Whoever must defend the text Tuesday, February 6 before the National Assembly, “has the full confidence of the Prime Minister”, indicated Matignon.

Asked, the Elysée did not comment, believing that everything had been said in the reaction of Elisabeth Borne.

According to Friday’s revelations from Mediapart, the National Financial Prosecutor’s Office (PNF) has retained the offense of “favoritism” for a future trial against Olivier Dussopt, which will relate to a public contract concluded at the end of the 2000s. with the Saur group.

The investigation had started with two lithographs by the painter Gérard Garouste, which had been offered to him by a local Saur manager in 2017. He then returned the paintings.

“In May 2020, a press article believed it could question my relations with a water group in the town of Annonay, of which I was the mayor” and “the financial prosecutor’s office opened an investigation and carried out numerous checks”, reported the minister on Saturday on France Inter.

“At the end of this investigative work, the prosecution had grouped the facts into five points and I note that the explanations given with my lawyer convinced the prosecution of my good faith since on four of these five points, the prosecution decided that it was necessary” to classify them, without “prosecution for corruption, taking of interest or enrichment”, he added.

But “the prosecution considered that in the context of a procedure for the public market in 2009 (…), there could be an offense of favoritism”, “a thesis which I dispute”, hammered the minister.

According to Mediapart, the search is being carried out at the minister’s premises by financial investigators from the Central Office for the Fight against Financial and Tax Offenses (Oclciff) updated “exchanges between Olivier Dussopt and (the Saur) seeming to leave little of doubt about the existence of an arrangement around a public market dated 2009-2010”, when he was deputy and socialist mayor of this commune of Ardèche.

“Borne has no choice”

Olivier Dussopt claims to have “only one wish”: “Continue to convince and explain how things happened to convince of (s)a good faith”.

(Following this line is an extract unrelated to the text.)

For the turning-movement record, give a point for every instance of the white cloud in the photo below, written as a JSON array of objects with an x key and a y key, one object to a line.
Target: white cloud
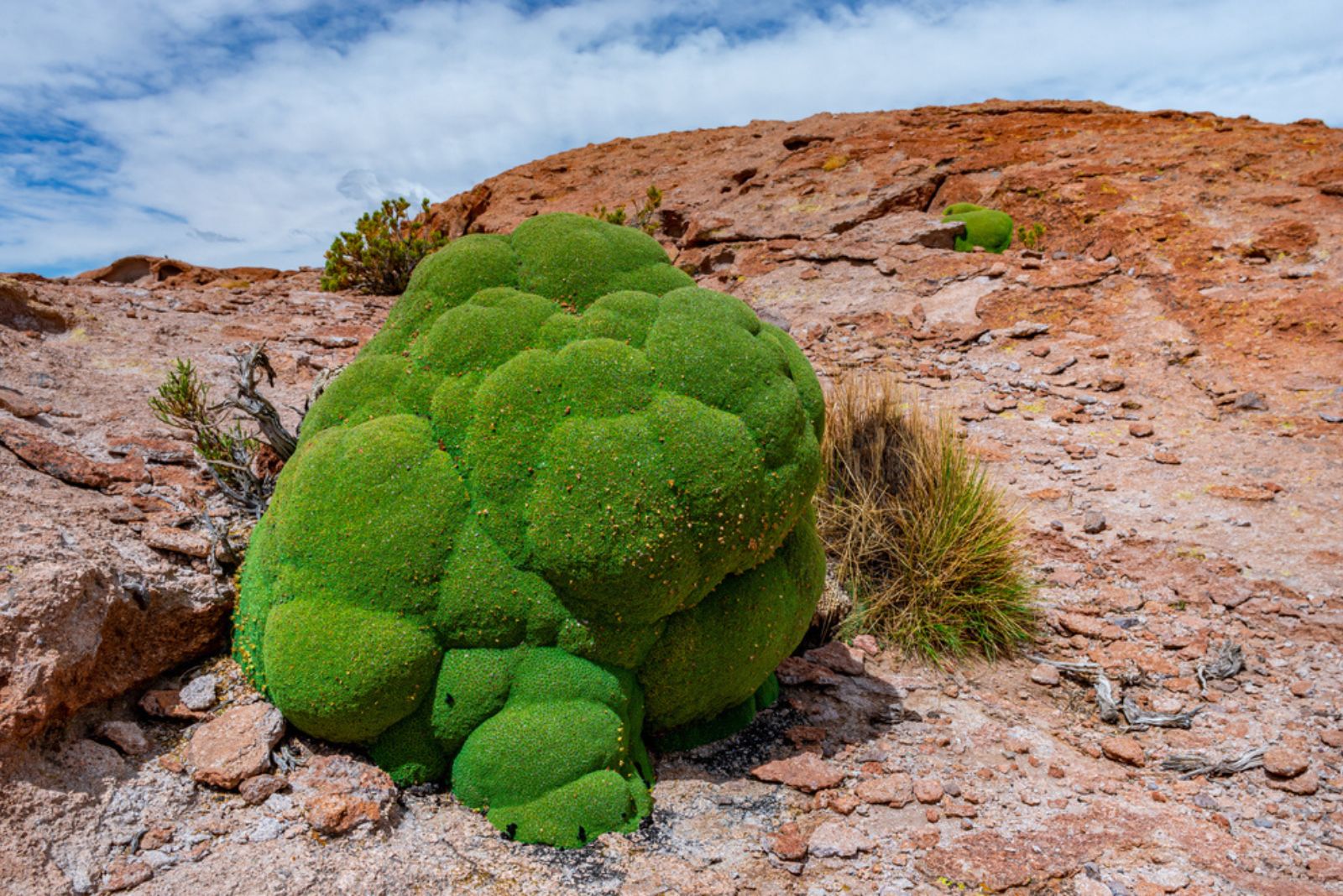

Still, this case comes at the worst time for the government: the pension marathon will restart in Parliament and two new days of mobilization are scheduled by the inter-union, next Tuesday and Saturday, against the decline in the retirement age from 62 to 64 years old.

“Olivier Dussopt will have favored someone in his life,” tackled the rebellious Hadrien Clouet on Twitter. But “no favoritism for France which works hard”, underlined the communist deputy Sébastien Jumel.

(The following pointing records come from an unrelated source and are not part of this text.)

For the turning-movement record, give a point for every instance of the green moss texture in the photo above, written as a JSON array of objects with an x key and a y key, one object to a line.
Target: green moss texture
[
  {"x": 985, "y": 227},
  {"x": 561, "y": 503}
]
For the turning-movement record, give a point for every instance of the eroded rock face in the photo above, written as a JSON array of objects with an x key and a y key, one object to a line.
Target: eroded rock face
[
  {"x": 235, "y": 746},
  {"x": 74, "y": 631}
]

Olivier Dussopt is “guilty” of having “favored the most unfair responses, those which will penalize the greatest number of our fellow citizens”, supported the socialist Jérôme Guedj on France 2 on Saturday.

Can he stay on? Elisabeth Borne “doesn’t have much choice because it would weaken this reform a little more”, according to this deputy, who thinks that Olivier Dussopt “is not going to have his mind fully available to defend, badly, the reform”.

At the heart of the government system, he is also at the helm, with the Minister of the Interior, on the immigration bill, and in the coming months at the forefront of a bill dedicated to full employment.

Olivier Dussopt is not the only minister to find himself in turmoil in the midst of pension reform. Before him, Éric Woerth had been splashed by the Bettencourt affair in 2010, when the report of the legal age from 62 to 64 years old. The ex-LR then obtained a release.

At the time of the reform project for Macron’s first five-year term, the High Commissioner for Pensions, Jean-Paul Delevoye, had resigned in December 2019 for not having declared several mandates to the High Authority for the Transparency of Public Life (HATVP). He was sentenced in December 2021 to a four-month suspended prison sentence and a 15,000 euro fine.